What was our first memory of money? Our caretakers from 0-14 were formative in our current day money mindset. If our first memory was being scared because our family couldn’t buy groceries, we likely hoard, cut coupons and save each penny we earn. If our first memory was getting anything and everything we wanted, we likely practice excessive spending placing us into debt. We didn’t develop our money habits overnight, and we can expect to change them overnight either.


We put so much weight on money because of its association with our survival, security, and safety.

For a new neural pathway to take hold, we need to practice the action and mindset with a conscious mind. Think of it like driving to and from work every day. Are there days you get to work and can’t remember driving to get there? We have driven it so many times it is second nature. Next time, take a different way to work. We are alert, checking both ways at intersections, and thinking ahead to our next turn. To reinforce a new route, a new mindset, we must practice it every day until it becomes second nature.




Below are some questions related to our money mindset to start the process of digging deep.* I encourage you to think about these questions, and come back to them a few times and write some more. I once had a money flashback while on the bus home from work two days after I journaled through these questions. Things can take time to come back, and each time we peel away one layer, a new one appears.


Until we master fear, shame, and judgment over our money, it will own us.

  • What was your caretaker’s relationship with money like when you were 0-14 years old? What was their mindset? Are you living with the same relationship or mindset now?


  • What was the economic state of the community you grew up in? Were your relatives in a similar state?


  • What were the conversations around money like in your family? Positive or Negative? Non-existent or Every day?


  • If your family grew up with a lot of money, did you grow up trying to hide it, or was it flaunted through luxury products and extravagant trips? Did you feel judged? What if you grew up poor?


  • Were you encouraged or forced to do things for money that felt shameful?


  • Was love bought through money and gifts?

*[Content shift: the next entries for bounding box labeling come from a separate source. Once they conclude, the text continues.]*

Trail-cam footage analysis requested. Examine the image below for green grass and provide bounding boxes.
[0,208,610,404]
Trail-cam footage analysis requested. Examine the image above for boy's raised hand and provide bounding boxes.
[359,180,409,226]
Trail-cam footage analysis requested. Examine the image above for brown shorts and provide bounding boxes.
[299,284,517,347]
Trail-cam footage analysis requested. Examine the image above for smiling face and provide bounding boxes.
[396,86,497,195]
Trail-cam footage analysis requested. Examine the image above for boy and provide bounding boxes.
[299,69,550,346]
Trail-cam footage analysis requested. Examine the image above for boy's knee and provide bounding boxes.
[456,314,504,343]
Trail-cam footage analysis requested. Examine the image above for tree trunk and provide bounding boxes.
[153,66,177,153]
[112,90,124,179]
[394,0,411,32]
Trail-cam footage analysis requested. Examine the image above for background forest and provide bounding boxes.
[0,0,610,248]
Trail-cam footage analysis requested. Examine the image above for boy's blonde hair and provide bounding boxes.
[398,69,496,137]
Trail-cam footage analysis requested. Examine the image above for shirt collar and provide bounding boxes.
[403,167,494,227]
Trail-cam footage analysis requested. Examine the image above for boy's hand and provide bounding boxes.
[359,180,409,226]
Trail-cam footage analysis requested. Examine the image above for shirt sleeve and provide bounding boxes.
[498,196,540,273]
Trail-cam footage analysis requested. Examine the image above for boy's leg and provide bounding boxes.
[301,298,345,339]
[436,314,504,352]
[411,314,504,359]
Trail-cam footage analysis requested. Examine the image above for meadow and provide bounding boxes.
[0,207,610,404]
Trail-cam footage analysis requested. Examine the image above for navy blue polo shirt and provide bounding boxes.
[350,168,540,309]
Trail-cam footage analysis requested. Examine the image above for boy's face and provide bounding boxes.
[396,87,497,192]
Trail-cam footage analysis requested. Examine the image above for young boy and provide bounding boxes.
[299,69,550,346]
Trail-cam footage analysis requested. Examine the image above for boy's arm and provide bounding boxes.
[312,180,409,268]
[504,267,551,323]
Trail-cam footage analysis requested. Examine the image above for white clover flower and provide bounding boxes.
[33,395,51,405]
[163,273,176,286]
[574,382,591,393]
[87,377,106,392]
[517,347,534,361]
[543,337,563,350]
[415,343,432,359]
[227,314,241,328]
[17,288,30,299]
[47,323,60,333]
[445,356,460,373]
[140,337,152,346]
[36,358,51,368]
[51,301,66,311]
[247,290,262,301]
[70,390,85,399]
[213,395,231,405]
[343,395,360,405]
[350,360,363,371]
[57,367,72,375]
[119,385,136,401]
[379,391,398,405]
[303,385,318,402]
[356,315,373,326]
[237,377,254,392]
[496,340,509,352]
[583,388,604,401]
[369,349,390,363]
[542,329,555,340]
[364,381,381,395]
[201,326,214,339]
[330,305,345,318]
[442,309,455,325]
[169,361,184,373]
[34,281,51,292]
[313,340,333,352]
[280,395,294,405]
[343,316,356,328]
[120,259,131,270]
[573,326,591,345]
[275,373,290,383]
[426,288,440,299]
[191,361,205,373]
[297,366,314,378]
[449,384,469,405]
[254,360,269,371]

  • What was money used for? Survival? External Validation? Control? Status? Manipulation? Perfectionism?


  • What is a belief around money we are holding onto that we want to change?


  • Reframe above – what is our new money belief?


  • What action step can we take today to move in the direction of that new belief?


Once we identify our feelings and mindset around money, we can start letting go of those mindsets that no longer serve us, and make room for new ones that do.


Kelsey


*this is not meant to take the place of licensed therapy - if you have experienced trauma surrounding money, such as payment for sexual actions, please consider reaching out to a licensed therapist who can help navigate in a safe space.